In a highly unusual art form, Pat McCarthy, from Esperance, WA, uses dried fish skins to recreate and reimagine the catches of his clients.

Story Hannah Siemer  Photos Rosie Henderson

Pat McCarthy spent much of his childhood catching waves around the quiet community of Denmark, 400km south-east of Perth. By his late teens, Pat had blended his love of surfing with his innate creativity by making surfboards.

Later, while living in the Kimberley region on a remote teaching post, a lack of surf saw Pat swap the board for a fishing rod, and the vibrancy and intricacy of the tuskfish and coral trout he was reeling in caught his artistic eye. “I loved the colours and the patterns,” Pat says. “We were throwing these sublime skins in the bin, and I figured there must be something we could do with them.”

So, Pat began experimenting using fish skins as a canvas, laying the skins down in panels and painting a fish over the top. In time, he transitioned to keeping each skin in its natural shape and incorporating it into the work, gluing the skin to timber and painting a fish around it.

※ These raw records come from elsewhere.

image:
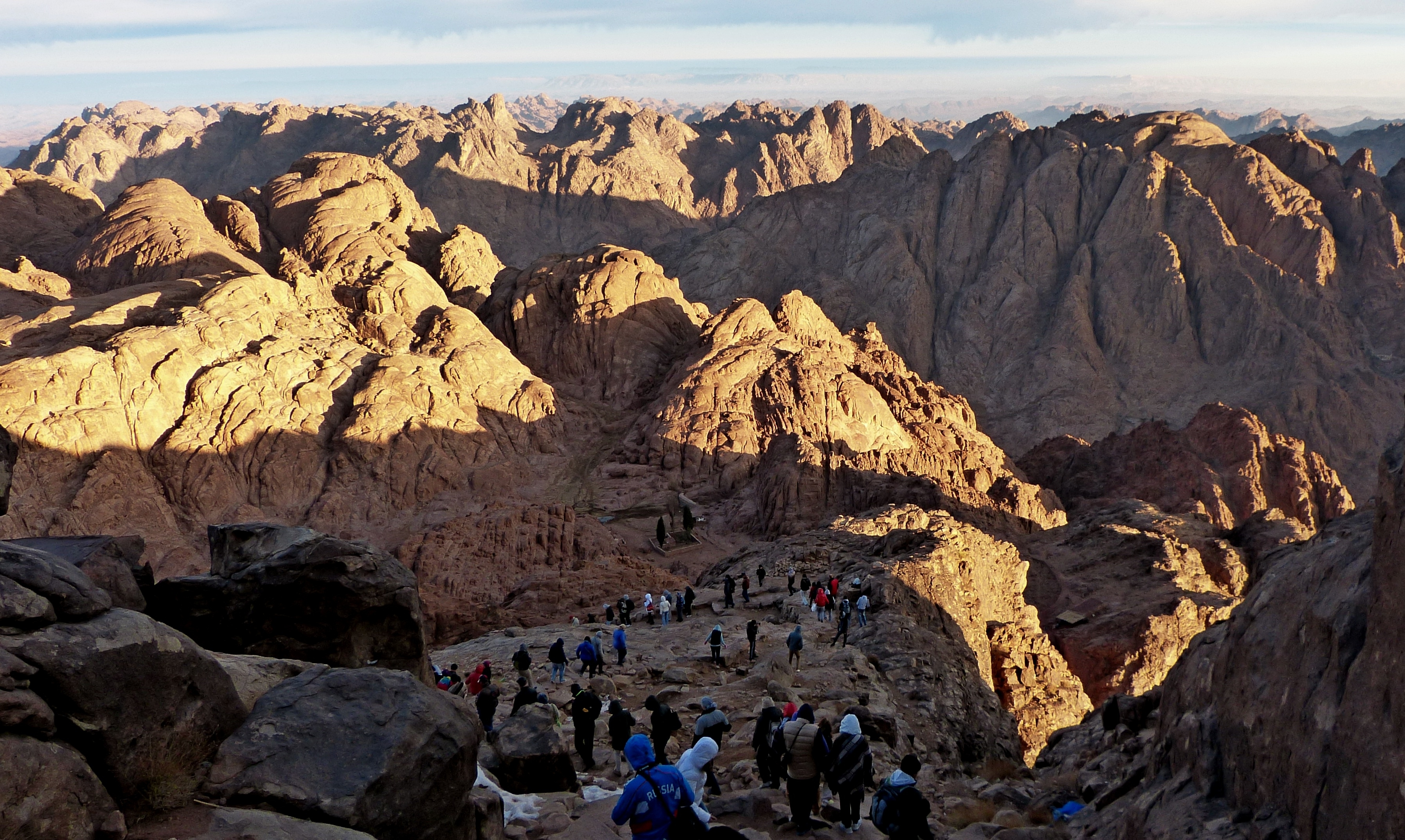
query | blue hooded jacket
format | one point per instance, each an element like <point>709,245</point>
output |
<point>649,819</point>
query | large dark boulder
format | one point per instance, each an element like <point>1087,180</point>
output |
<point>47,793</point>
<point>533,755</point>
<point>140,700</point>
<point>370,749</point>
<point>294,593</point>
<point>72,595</point>
<point>114,564</point>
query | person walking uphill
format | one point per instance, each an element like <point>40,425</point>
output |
<point>796,643</point>
<point>653,797</point>
<point>851,772</point>
<point>585,709</point>
<point>808,752</point>
<point>557,657</point>
<point>711,724</point>
<point>622,727</point>
<point>620,644</point>
<point>664,723</point>
<point>586,654</point>
<point>714,641</point>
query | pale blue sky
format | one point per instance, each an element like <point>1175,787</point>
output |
<point>1250,54</point>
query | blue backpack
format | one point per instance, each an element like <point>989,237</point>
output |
<point>883,814</point>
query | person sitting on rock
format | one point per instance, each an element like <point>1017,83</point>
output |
<point>714,641</point>
<point>487,704</point>
<point>796,643</point>
<point>586,654</point>
<point>620,645</point>
<point>557,657</point>
<point>664,723</point>
<point>622,727</point>
<point>585,710</point>
<point>766,725</point>
<point>653,797</point>
<point>526,696</point>
<point>522,661</point>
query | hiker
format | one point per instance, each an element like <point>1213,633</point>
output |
<point>898,808</point>
<point>585,709</point>
<point>807,754</point>
<point>487,704</point>
<point>620,644</point>
<point>851,772</point>
<point>557,657</point>
<point>766,725</point>
<point>526,696</point>
<point>522,661</point>
<point>651,799</point>
<point>842,631</point>
<point>794,643</point>
<point>620,725</point>
<point>696,766</point>
<point>664,723</point>
<point>586,654</point>
<point>714,641</point>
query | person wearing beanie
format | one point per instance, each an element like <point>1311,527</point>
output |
<point>768,723</point>
<point>808,754</point>
<point>851,772</point>
<point>653,797</point>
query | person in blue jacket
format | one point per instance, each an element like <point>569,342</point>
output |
<point>648,818</point>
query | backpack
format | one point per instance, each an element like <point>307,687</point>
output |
<point>883,812</point>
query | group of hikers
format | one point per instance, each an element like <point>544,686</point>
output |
<point>790,748</point>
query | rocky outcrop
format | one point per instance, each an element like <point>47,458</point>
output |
<point>949,628</point>
<point>294,593</point>
<point>522,567</point>
<point>43,217</point>
<point>155,231</point>
<point>369,749</point>
<point>162,704</point>
<point>1018,277</point>
<point>1223,467</point>
<point>47,793</point>
<point>532,755</point>
<point>1123,589</point>
<point>820,422</point>
<point>604,325</point>
<point>608,171</point>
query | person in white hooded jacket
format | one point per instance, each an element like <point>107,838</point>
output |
<point>693,766</point>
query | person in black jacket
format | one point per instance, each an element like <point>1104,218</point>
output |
<point>766,724</point>
<point>487,704</point>
<point>585,709</point>
<point>664,723</point>
<point>526,696</point>
<point>622,727</point>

Now based in Esperance, 720km south-east of Perth, Pat has completed many of these works and they can be found on the walls of fishing enthusiasts’ homes throughout WA and beyond. Called Fish on Fish Skins, Pat’s art is usually commissioned – he receives a skin from a fisher and immortalises the catch. For the sake of the postie, Pat asks that skins are well filleted, properly packaged and express-posted.